Jean-Michel Blanquer essaie de “vendre” les baisses d’effectifs de 2600 postes en masquant leur ampleur et en prétendant que 2019 sera surtout marquée par une hausse du budget de 850 millions d’euros. La réalité est que cette hausse est là aussi un trompe-l’œil qui dissimule encore des reculs de moyens, et donc de dégradation des conditions d’enseignement et de travail.

Une hausse qui n’en est pas une.

Le budget de l’EN est de 50,6 milliards d’euros. La hausse de 850M représente donc… 1,7%. C’est exactement le niveau prévu de l’inflation.

Et si la hausse était en fait une baisse ?
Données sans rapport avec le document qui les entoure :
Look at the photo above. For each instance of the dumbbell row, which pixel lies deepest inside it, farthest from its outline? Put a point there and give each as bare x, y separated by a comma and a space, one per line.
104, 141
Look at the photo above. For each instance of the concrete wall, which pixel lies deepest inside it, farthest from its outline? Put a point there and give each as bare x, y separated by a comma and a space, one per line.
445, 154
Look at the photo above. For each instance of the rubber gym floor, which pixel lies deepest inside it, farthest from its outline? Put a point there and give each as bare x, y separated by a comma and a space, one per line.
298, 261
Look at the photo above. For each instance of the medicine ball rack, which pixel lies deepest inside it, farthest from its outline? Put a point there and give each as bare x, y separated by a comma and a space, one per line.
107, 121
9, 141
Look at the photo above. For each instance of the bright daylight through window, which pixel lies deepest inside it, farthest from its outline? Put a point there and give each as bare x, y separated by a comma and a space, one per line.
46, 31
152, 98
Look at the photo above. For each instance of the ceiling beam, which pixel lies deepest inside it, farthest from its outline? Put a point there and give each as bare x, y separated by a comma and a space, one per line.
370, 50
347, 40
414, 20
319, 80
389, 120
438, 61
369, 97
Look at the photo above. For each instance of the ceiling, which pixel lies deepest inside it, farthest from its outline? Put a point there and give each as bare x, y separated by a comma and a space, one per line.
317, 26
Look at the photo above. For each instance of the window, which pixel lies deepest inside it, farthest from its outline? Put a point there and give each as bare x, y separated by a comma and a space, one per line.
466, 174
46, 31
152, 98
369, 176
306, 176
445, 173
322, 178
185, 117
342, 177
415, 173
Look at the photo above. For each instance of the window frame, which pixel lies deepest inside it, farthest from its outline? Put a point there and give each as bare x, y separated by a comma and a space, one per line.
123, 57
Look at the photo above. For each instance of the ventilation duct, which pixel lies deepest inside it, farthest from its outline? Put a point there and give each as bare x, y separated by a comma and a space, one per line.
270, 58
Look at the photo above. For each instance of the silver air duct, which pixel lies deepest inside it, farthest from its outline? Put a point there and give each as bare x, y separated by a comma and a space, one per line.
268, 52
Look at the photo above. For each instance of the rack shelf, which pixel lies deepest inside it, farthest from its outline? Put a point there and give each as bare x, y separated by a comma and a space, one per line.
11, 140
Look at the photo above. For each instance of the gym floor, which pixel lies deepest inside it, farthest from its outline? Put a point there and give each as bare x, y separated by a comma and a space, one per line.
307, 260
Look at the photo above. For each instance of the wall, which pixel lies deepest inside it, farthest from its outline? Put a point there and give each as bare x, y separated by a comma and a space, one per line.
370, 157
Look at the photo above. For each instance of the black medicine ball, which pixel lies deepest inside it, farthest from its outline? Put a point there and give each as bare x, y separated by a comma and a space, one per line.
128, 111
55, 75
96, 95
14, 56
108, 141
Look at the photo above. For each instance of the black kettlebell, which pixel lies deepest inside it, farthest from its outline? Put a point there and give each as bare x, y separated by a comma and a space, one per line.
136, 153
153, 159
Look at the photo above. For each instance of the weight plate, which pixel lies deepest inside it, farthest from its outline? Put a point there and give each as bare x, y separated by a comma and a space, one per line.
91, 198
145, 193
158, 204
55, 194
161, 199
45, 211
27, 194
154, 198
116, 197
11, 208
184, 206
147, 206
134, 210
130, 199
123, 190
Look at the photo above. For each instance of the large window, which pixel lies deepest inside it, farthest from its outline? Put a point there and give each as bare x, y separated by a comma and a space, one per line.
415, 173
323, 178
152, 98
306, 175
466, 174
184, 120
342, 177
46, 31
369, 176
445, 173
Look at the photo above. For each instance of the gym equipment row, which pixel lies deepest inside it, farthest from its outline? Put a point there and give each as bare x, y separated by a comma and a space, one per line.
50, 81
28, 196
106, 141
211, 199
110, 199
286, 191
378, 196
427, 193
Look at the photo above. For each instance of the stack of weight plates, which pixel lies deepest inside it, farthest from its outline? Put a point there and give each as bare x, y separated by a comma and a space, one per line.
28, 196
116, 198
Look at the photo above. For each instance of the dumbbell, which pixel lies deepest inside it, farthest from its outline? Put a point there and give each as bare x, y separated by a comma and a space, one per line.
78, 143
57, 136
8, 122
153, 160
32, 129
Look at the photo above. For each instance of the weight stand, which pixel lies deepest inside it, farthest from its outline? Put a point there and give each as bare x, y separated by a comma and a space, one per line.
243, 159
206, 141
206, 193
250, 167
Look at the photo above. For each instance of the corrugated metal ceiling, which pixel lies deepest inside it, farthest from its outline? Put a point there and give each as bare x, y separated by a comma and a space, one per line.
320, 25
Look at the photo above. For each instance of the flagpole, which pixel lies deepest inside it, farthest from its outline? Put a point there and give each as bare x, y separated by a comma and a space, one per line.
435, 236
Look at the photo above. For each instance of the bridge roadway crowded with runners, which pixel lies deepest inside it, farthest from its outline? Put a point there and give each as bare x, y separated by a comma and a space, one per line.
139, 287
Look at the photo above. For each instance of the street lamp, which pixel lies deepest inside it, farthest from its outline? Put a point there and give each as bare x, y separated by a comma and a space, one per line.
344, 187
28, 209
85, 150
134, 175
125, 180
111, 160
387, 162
  • Glissement vieillesse technicité : 300 M€
    La simple évolution de l’ancienneté, des carrières a chaque année un effet mécanique sur la masse salariale de l’Education Nationale, surtout quand les plus âgés reculent leur départ à la retraite.
  • Application de PCCR : 100 M€
    Les salaires des AESH, versés auparavant par le ministère des Affaires sociales seront désormais mis à la charge du budget de l’Education nationale.
  • Intégration des AESH au budget de l’EN: 213M€
    Les AESH étaient auparavant au budget de la Santé et des Affaires sociales. Ils seront désormais intégrés au budget de l’Education nationale.
  • Prime REP+ : 70 à 150 M€ ?
    La prime de 1000 euros doit passer à 2000 euros en 2019. On ne connaît pas les modalités et donc l’impact  budgétaire exact, mais le coût de cette mesure doit être intégré.
  • Et le Service National Universel ?
    L’application de cette mesure, censée débuter (partiellement) à l’été 2019 par la mobilisation de structures de l’éducation nationale (internats notamment) impactera le budget du ministère. Si le coût global du dispositif à terme a connu des évaluations très diverses (1 à 10 milliards d’euros), on ne sait pas aujourd’hui quel sera le niveau des dépenses pour le budget de l’éducation en 2019.

Sur les 850M€ de “hausse”, au moins 680M€ sont donc consommés avant d’avoir existé. Et des dépenses prévisibles risquent de transformer cet hausse affichée en baisse réelle.

Face à cette attaque sur nos conditions de travail, le SNES-FSU appelle à la grève le 12 novembre.